In each year the best model is selected according to the Borda’s rule, which order and rank the 72 rival models according to the values of i) mean square error (MSE); ii) mean absolute percentage error (MAPE); iii) the square root of the square differences between the estimated copula and empirical copula (RSCE) described by Novales [38], and iv) the cross-validation copula information criterion (xvCIC) developed by Grønneberg & Hjort [17]. For each of these criteria, the best model receives 1 point, the second, 2, and so on.

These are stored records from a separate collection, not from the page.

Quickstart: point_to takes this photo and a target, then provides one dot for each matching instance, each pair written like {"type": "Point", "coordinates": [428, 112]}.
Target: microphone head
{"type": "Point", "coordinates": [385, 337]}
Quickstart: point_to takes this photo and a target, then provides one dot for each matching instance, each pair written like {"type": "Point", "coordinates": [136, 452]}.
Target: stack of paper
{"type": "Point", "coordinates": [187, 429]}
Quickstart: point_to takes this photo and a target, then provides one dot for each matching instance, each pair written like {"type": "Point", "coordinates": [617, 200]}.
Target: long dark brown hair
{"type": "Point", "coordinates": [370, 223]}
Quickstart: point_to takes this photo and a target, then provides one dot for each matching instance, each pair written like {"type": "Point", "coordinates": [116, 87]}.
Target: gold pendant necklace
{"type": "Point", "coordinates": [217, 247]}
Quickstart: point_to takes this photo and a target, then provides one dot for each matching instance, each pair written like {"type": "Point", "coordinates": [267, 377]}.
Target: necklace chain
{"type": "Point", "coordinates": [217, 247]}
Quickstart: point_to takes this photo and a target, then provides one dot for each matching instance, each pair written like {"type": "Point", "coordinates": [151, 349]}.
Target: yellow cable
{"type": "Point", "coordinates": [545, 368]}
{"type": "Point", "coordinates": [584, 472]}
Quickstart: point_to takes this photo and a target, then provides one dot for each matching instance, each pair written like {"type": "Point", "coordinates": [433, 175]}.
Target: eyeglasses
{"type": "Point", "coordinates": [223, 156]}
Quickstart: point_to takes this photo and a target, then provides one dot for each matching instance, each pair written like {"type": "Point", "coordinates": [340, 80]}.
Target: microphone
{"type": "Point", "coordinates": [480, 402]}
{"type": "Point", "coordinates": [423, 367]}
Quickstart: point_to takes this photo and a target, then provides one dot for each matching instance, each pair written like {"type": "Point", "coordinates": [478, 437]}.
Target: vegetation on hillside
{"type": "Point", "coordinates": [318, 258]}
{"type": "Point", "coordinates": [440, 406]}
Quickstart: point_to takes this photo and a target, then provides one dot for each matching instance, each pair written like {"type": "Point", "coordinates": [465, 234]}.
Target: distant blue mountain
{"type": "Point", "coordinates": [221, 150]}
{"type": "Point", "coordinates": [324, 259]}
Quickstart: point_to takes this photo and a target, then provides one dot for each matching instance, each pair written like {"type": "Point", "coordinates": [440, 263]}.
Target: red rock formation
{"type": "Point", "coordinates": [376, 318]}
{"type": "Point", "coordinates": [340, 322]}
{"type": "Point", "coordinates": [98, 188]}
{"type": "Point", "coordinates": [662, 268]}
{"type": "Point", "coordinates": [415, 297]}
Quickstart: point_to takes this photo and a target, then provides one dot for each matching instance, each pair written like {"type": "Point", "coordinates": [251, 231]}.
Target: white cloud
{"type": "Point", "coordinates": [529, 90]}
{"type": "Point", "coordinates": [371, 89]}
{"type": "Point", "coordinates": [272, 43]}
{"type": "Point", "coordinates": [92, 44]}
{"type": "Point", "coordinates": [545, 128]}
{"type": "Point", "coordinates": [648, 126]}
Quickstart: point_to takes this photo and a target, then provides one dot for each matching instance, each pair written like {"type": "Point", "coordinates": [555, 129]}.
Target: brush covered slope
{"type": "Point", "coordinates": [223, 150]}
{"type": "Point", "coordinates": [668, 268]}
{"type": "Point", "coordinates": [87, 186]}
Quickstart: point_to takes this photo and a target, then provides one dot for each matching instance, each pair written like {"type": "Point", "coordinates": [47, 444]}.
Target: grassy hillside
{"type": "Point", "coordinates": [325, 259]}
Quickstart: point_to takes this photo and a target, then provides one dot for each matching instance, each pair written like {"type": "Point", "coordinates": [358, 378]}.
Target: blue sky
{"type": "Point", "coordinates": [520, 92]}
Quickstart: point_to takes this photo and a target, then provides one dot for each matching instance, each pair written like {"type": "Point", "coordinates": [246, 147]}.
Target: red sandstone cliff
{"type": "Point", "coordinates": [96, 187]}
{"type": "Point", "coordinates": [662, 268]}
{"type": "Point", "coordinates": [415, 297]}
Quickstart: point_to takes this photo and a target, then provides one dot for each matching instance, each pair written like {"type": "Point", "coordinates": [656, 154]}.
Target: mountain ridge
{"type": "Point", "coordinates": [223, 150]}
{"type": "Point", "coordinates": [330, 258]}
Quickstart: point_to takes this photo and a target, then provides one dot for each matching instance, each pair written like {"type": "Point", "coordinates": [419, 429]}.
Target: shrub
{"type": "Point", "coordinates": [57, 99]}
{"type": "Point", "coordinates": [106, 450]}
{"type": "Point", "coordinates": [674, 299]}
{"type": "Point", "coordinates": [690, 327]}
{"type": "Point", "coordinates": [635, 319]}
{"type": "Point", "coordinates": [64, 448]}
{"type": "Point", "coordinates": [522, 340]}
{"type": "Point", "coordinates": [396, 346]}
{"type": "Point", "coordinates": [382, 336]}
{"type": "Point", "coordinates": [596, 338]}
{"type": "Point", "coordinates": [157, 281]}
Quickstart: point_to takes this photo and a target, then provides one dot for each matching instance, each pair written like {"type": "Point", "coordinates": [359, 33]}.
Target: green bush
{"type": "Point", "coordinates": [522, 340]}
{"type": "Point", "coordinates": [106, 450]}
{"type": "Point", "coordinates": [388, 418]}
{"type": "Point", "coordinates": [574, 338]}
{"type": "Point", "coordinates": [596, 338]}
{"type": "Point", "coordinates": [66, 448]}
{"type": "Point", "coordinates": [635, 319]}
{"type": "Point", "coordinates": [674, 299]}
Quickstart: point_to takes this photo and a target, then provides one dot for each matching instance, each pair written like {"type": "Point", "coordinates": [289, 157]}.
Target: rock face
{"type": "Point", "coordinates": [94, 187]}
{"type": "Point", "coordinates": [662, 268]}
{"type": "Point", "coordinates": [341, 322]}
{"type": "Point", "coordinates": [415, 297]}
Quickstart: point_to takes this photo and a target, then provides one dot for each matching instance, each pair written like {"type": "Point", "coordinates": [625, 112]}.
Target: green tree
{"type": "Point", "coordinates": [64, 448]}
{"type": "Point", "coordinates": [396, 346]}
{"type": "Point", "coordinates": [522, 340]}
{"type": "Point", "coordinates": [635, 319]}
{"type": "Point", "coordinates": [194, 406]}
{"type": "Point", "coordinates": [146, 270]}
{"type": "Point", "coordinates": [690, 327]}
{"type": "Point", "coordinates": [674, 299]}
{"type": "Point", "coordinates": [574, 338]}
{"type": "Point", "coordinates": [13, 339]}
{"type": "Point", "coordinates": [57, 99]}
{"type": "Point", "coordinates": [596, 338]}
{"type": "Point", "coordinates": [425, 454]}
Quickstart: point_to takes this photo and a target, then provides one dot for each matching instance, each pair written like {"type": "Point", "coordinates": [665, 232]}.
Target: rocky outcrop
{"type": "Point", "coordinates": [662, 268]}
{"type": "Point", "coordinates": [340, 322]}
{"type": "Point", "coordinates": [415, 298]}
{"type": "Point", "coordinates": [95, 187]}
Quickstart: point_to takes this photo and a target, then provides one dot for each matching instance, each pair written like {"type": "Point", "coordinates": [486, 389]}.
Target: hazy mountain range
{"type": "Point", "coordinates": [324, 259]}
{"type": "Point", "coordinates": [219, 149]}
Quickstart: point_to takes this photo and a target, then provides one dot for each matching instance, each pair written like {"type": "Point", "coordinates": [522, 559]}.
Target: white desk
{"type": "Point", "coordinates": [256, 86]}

On the other hand, a regularized goodness of fit test is applied for copulas (RGOFC) created by Genest et al. [16] based on a statistic of the Anderson–Darling type,it has a null hypothesis \(({H}_{o})\) that the copula presents a good fit. Here a value of one is assigned if at a significance level of 5% the null hypothesis is rejected and zero in the contrary case. Finally, the winning model for each year is the one that has the least total points after summing the points obtained for these five metrics. In Table 1 are shown the results of the five metrics of the chosen models for each year in which the CR-CPU is estimated.

Table 1 Evaluation measures of the selected statistical-actuarial models, 2015–2021

The values in COP, of the pure premium estimated, can be observed graphically in Fig. 5.Footnote 7 There, clear historical patterns are evidenced in relation to the pure premium estimated by MSHPFootnote 8 for each year. In summary, as the first point to stand out, for every region, in every year the pure premium for the group of less than 1 year given by MSHP is higher than that computed in this work.

Fig. 5
figure 5

Pure premiums estimated via copulas for the years 2015 to 2021, versus what was calculated by the MSHP

Second, in the regions ‘cities’ and ‘normal’, in ages 15–18 years (women and men), 65–69 years, 70–74 years and more than 74 years, the pure premium estimated by this study is higher than the one computed by MSHP. As a third point to take into account, for the remote and special regions, the pure premium of MSHP is higher although only slightly than the one estimated by copulas in ages 19–44 years, 45–49 years, 50–54 years. 55–59 years, 60–64 year, 70–74 years and more than 74 years.Footnote 9

Discussion and conclusions

The present investigation had the objective to estimate actuarially the CR-CPU in the SGSSS of Colombia, in a systematic and strict way, for the period from 2015 to 2021, using modern statistical techniques such as copulas and ANNs. Regarding the sufficiency studies of the CPU developed by the regulatory entity, this work is differentiated in the following topics: i) to compute the pure risk premium, severity and frequency are modeled, then copulas are applied with the purpose of defining the relation of its joint dependence; ii) to forecast the exposures, analytic approximations of deep learning are used, which show benefits over other demographic forecast methodologies; iii) goodness of fit criteria and capacity of forecast are used to select the best estimations and iv) the adjustment factors of Basto et al. [3] for severity and frequency are considered.

For the period 2015–2021, in all regions, the estimated pure premium is very close to the pure premium defined by the MSHP in the age groups 5–14, 15–18 (men and women), 19–44 (men and women). Discrepancy is only observed in the 15–18 group in the remote region in 2017 and 2020 and in the cities region in 2016.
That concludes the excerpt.